RDFLib / rdflib

RDFLib is a Python library for working with RDF, a simple yet powerful language for representing information.
https://rdflib.readthedocs.org
BSD 3-Clause "New" or "Revised" License
2.17k stars 555 forks source link

Literal should always have a datatype #1326

Open white-gecko opened 3 years ago

white-gecko commented 3 years ago

According to RDF 1.1 (https://www.w3.org/TR/rdf11-concepts/#section-Graph-Literal)

A literal in an RDF graph consists of two or three elements:

  • a lexical form, being a Unicode [UNICODE] string, which SHOULD be in Normal Form C [NFC],
  • a datatype IRI, being an IRI identifying a datatype that determines how the lexical form maps to a literal value, and
  • if and only if the datatype IRI is http://www.w3.org/1999/02/22-rdf-syntax-ns#langString, a non-empty language tag as defined by [BCP47]. The language tag MUST be well-formed according to section 2.2.9 of [BCP47].

A literal is a language-tagged string if the third element is present. Lexical representations of language tags MAY be converted to lower case. The value space of language tags is always in lower case.

Please note that concrete syntaxes MAY support simple literals consisting of only a lexical form without any datatype IRI or language tag.
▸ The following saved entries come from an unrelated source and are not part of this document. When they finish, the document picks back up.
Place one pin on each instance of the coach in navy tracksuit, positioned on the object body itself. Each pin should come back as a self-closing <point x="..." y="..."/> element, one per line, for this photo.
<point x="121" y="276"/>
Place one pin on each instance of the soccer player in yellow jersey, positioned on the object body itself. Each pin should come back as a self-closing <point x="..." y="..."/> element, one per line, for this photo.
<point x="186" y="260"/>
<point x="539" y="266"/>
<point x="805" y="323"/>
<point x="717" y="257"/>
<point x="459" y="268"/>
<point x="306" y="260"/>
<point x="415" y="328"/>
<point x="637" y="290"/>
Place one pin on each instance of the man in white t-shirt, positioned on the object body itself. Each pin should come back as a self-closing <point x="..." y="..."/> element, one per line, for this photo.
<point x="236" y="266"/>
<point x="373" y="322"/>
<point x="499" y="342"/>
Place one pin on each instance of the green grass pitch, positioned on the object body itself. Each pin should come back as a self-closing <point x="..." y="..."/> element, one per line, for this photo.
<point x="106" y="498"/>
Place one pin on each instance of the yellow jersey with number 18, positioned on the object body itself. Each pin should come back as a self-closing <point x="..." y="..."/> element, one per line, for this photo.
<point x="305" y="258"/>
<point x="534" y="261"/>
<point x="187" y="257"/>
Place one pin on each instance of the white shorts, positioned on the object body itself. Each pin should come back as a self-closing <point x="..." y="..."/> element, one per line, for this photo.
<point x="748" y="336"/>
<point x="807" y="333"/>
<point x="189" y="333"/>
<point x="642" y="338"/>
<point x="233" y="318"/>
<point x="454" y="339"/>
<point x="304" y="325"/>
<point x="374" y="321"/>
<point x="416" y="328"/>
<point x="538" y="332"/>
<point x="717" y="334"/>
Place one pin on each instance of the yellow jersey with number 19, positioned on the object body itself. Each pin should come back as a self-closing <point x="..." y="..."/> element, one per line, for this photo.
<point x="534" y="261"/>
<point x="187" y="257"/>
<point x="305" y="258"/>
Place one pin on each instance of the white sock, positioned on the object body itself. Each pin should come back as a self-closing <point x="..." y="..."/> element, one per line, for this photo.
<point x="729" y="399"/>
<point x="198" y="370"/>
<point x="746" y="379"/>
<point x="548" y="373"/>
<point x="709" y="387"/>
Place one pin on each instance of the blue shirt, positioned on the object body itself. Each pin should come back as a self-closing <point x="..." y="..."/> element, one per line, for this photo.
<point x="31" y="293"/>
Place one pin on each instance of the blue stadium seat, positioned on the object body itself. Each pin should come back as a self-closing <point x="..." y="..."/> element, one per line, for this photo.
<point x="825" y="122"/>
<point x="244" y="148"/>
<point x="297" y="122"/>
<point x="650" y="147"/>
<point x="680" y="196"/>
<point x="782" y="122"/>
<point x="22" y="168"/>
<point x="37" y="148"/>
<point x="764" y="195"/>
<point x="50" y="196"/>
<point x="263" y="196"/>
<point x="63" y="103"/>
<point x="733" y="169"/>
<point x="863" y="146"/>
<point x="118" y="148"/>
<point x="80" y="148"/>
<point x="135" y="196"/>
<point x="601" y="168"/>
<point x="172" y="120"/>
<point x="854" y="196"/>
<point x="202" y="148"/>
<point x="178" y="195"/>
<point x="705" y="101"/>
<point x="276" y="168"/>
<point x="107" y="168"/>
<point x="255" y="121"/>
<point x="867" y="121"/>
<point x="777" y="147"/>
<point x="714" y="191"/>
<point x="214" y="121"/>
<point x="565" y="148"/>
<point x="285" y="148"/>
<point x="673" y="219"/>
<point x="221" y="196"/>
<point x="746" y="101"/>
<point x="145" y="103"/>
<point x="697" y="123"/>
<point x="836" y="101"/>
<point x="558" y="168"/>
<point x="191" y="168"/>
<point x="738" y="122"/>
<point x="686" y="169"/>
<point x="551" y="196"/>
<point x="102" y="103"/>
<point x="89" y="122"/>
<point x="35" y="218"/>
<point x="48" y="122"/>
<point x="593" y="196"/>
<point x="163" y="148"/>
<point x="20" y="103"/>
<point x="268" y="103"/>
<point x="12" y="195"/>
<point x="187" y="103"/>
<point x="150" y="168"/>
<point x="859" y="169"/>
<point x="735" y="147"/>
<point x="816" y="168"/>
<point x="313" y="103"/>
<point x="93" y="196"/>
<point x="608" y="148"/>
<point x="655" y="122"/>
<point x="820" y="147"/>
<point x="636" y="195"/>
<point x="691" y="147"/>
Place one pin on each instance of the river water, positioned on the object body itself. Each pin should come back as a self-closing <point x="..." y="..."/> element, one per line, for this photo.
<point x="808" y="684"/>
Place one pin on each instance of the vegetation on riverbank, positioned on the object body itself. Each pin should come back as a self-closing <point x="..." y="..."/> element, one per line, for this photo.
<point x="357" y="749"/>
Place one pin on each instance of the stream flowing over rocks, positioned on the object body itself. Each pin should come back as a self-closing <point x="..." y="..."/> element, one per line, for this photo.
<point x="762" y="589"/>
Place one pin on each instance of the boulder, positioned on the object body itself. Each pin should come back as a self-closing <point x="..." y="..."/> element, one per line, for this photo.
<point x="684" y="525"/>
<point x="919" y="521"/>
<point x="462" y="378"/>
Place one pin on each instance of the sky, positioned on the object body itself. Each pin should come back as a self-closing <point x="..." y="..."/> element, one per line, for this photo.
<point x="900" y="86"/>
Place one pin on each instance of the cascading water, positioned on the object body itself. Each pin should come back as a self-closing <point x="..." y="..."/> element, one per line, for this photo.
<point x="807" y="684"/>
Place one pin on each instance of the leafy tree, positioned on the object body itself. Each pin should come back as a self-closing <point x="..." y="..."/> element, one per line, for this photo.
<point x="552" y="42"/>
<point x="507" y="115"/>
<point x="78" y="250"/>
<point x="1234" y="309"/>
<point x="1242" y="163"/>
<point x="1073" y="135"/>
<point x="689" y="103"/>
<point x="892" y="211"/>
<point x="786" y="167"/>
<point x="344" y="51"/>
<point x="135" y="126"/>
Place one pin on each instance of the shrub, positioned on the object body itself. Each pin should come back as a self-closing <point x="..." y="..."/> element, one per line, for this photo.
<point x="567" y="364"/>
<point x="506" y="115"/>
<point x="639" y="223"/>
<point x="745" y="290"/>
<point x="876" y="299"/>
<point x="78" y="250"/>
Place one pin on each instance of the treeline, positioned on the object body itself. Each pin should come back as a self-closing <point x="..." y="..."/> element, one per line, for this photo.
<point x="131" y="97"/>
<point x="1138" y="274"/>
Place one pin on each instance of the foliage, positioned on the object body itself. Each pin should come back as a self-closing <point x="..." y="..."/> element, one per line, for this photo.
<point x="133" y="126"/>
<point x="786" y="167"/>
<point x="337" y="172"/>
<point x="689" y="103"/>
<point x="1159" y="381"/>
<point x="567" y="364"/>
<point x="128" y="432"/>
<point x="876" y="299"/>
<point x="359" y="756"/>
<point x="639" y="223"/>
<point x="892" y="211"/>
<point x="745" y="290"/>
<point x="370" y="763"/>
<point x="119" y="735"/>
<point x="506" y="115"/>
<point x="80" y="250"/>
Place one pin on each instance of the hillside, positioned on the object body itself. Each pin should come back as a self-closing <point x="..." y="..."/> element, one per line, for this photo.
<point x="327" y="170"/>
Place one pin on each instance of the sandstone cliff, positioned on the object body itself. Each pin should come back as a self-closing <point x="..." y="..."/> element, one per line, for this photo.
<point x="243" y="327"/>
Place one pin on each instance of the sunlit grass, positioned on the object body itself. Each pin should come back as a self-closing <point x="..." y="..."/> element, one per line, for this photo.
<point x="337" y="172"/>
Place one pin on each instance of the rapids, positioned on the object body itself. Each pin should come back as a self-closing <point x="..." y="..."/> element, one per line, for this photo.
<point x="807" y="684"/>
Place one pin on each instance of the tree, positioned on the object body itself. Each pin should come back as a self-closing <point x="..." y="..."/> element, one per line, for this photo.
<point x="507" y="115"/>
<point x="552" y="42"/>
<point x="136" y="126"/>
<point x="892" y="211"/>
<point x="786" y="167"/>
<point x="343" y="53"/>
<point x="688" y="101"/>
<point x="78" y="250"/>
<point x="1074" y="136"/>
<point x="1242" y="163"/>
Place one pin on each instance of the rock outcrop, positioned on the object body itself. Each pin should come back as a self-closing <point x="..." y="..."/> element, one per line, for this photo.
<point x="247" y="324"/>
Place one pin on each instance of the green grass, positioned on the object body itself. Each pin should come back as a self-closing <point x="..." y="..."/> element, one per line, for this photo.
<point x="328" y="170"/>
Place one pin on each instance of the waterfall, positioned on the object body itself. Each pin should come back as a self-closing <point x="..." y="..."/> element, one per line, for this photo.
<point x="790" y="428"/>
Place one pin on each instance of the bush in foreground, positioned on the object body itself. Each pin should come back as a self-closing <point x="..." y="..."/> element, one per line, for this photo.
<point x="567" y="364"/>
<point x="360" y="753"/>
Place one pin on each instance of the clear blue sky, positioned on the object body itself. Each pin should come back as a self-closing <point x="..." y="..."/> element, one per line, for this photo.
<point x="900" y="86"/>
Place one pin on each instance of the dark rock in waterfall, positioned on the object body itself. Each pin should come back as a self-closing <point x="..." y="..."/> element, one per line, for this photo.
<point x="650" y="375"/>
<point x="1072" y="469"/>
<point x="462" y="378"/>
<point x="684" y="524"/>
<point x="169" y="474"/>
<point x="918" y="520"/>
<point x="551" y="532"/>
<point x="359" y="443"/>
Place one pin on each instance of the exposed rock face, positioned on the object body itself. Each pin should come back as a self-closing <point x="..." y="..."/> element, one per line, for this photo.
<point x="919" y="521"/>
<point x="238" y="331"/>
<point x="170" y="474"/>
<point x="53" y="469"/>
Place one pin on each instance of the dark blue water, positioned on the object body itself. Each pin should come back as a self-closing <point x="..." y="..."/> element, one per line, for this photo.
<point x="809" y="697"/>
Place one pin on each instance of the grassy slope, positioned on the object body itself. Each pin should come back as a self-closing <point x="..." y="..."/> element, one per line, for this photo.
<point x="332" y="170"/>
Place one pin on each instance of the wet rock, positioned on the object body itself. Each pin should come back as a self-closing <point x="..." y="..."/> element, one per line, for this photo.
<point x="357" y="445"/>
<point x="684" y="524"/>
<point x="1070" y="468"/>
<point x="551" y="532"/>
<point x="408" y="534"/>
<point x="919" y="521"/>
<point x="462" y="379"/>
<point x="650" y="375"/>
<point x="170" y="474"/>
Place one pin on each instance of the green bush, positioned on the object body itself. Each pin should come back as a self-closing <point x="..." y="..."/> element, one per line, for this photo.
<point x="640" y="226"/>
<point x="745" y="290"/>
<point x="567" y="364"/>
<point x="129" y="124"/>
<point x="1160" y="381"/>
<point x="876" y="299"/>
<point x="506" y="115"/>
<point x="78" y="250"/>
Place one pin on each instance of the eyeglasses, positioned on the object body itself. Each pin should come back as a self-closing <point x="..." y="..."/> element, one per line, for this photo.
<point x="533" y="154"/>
Simple literals are syntactic sugar for abstract syntax literals with the datatype IRI http://www.w3.org/2001/XMLSchema#string. Similarly, most concrete syntaxes represent language-tagged strings without the datatype IRI because it always equals http://www.w3.org/1999/02/22-rdf-syntax-ns#langString.

So the datatype of Literals should always be set.

If a language is specified and a datatype it has to be ensured that the datatype is http://www.w3.org/1999/02/22-rdf-syntax-ns#langString

See also #670

kouralex commented 3 years ago

I presume always setting the datatype will fix the issue I just encountered with duplicate (implicit and explicit) literal entries gathered from multiple files. Minimalistic example (RDFLib version: 5.0.0):

import sys 
from rdflib import Graph
g = Graph().parse(format='ttl', data='<http://a> <http://b> ""^^<http://www.w3.org/2001/XMLSchema#string>,  "" .')
g.serialize(format="ttl", destination=sys.stdout.buffer)

Output:

@prefix ns1: <http://> .
@prefix xsd: <http://www.w3.org/2001/XMLSchema#> .

ns1:a ns1:b "",
        ""^^xsd:string .

Expected:

@prefix ns1: <http://> .

ns1:a ns1:b "" .

For now, I just normalized all triples (dropped explicit ^^xsd:string part with sed) in the data before parsing them with RDFLib.

I was just wondering if there should be a configurable parameter for graph serialization in either the implicit or explicit form, now that closing this issue will require touching those parts in code. What do you think?

aucampia commented 1 year ago

https://github.com/RDFLib/rdflib/issues/2123#issuecomment-1475448693

One option to solve this is to enforce that rdflib.terms.Literal always has a datatype, but then we won't be able to support RDF 1.0 anymore. I'm somewhat okay with this, I think it would be nice to be able to support 1.0 and 1.1 - but I think 1.1. support is more important.